Infection and Immunity, September 1998, p. 4469-4473, Vol. 66, No. 9
0019-9567/98/$04.00+0
Copyright © 1998, American Society for Microbiology. All rights reserved.
Role of Immunoglobulin A Monoclonal Antibodies
against P23 in Controlling Murine Cryptosporidium
parvum Infection
F. Javier
Enriquez,* and
Michael W.
Riggs
Department of Veterinary Science and
Microbiology, University of Arizona, Tucson, Arizona 85721
Received 26 March 1998/Returned for modification 1 June
1998/Accepted 10 June 1998
 |
ABSTRACT |
Cryptosporidium parvum is an important diarrhea-causing
protozoan parasite of immunocompetent and immunocompromised hosts. Immunoglobulin A (IgA) has been implicated in resistance to mucosal infections with bacteria, viruses, and parasites, but little is known
about the role of IgA in the control of C. parvum
infection. We assessed the role of IgA during C. parvum infection in neonatal mice. IgA-secreting hybridomas were
developed by using Peyer's patch lymphocytes from BALB/c mice which
had been orally inoculated with viable C. parvum
oocysts. Six monoclonal antibodies (MAbs) were selected for further
study based on indirect immunofluorescence assay reactivity with
sporozoite and merozoite pellicles and the antigen (Ag) deposited on
glass substrate by gliding sporozoites. Each MAb was secreted in
dimeric form and recognized a 23-kDa sporozoite Ag in Western
immunoblots. The Ag recognized comigrated in sodium dodecyl
sulfate-polyacrylamide gel electrophoresis with P23, a previously
defined neutralization-sensitive zoite pellicle Ag. MAbs were evaluated
for prophylactic or therapeutic efficacy against C. parvum, singly and in combinations, in neonatal BALB/c mice. A
combination of two MAbs given prophylactically prior to and 12 h
following oocyst challenge reduced the number of intestinal parasites
scored histologically by 21.1% compared to the numbers in mice given
an isotype-matched control MAb (P < 0.01). Individual MAbs given therapeutically in nine doses over a 96-h period following oocyst challenge increased efficacy against C. parvum
infection. Four MAbs given therapeutically each reduced intestinal
infection 34.4 to 42.2% compared to isotype-matched control
MAb-treated mice (P < 0.05). One MAb reduced
infection 63.3 and 72.7% in replicate experiments compared to
isotype-matched control MAb-treated mice (P < 0.0001). We conclude that IgA MAbs directed to neutralization-sensitive P23 epitopes may have utility in passive immunization against murine
C. parvum infection.
| |
INTRODUCTION |
Since the first case of human
cryptosporidiosis was described in 1976, the coccidian parasite
Cryptosporidium parvum has become recognized as an important
diarrhea-causing agent worldwide (13, 41).

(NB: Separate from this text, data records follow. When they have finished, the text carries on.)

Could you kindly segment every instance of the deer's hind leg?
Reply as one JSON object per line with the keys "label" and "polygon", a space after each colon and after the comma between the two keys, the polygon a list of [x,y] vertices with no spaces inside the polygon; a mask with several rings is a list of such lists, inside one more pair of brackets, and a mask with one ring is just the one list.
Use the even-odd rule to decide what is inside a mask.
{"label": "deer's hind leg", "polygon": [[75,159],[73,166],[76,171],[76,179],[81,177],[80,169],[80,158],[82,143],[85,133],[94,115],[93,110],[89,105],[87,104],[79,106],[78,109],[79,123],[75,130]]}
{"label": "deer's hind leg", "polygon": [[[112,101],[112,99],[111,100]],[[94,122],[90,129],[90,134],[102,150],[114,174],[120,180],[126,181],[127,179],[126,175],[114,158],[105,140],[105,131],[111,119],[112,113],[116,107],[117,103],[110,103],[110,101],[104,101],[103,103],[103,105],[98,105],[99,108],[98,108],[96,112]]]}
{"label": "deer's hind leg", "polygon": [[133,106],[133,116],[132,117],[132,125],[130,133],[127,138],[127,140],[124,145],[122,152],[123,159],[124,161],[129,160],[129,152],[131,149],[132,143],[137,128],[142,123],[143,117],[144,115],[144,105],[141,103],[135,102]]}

Immunocompromised individuals such as AIDS patients are particularly
susceptible and exhibit an unrelenting infection which may progress to
death (13, 41). No commercially available antiparasite
chemotherapy is consistently effective in treating such patients
(6). Passive immunization with antibodies (Abs) against
whole C. parvum organisms has variable efficacy in
immunocompromised or neonatal hosts (1, 5, 9, 12, 24, 25, 31, 37, 39, 40, 42). Recovery from and resistance to cryptosporidiosis require principally cellular, but also humoral, immune components in
immunocompetent hosts (31, 45). Despite anti-C.
parvum Ab responses, AIDS patients with cryptosporidiosis fail to
clear the infection (4). However, the relative success of
orally administered Abs to immunodeficient hosts suggests that passive humoral immunization can control intestinal C. parvum
infection (5, 24, 25, 31, 32, 39, 40, 42, 45).
Although C. parvum is a mucosal pathogen, the role
of immunoglobulin A (IgA) during infection has only recently
received attention. IgA to 15- to 17-, 23-, 26-, and 33-kDa antigens of
C. parvum sporozoites has been detected in intestinal
washes and serum from infected humans and mice (4, 30, 36).
In addition, the level of parasite-specific IgA in serum, saliva, and
feces was higher in AIDS patients with chronic C. parvum infection than in uninfected AIDS patients or normal
individuals (4, 10, 14). While some studies concluded that
IgA has little or no protective effect against cryptosporidiosis
(4, 10), IgA responses to neutralization-sensitive
epitopes have not been evaluated in such patients (31).
Epitope specificity of Abs is clearly important in neutralization of
C. parvum zoites (reviewed in reference 31). The epitope specificity of secretory IgA
responses in AIDS patients may be defective; Abs against
neutralization-sensitive epitopes either may not be generated or
may be insufficient to control C. parvum in the
presence of cellular and/or other immune dysfunctions (14).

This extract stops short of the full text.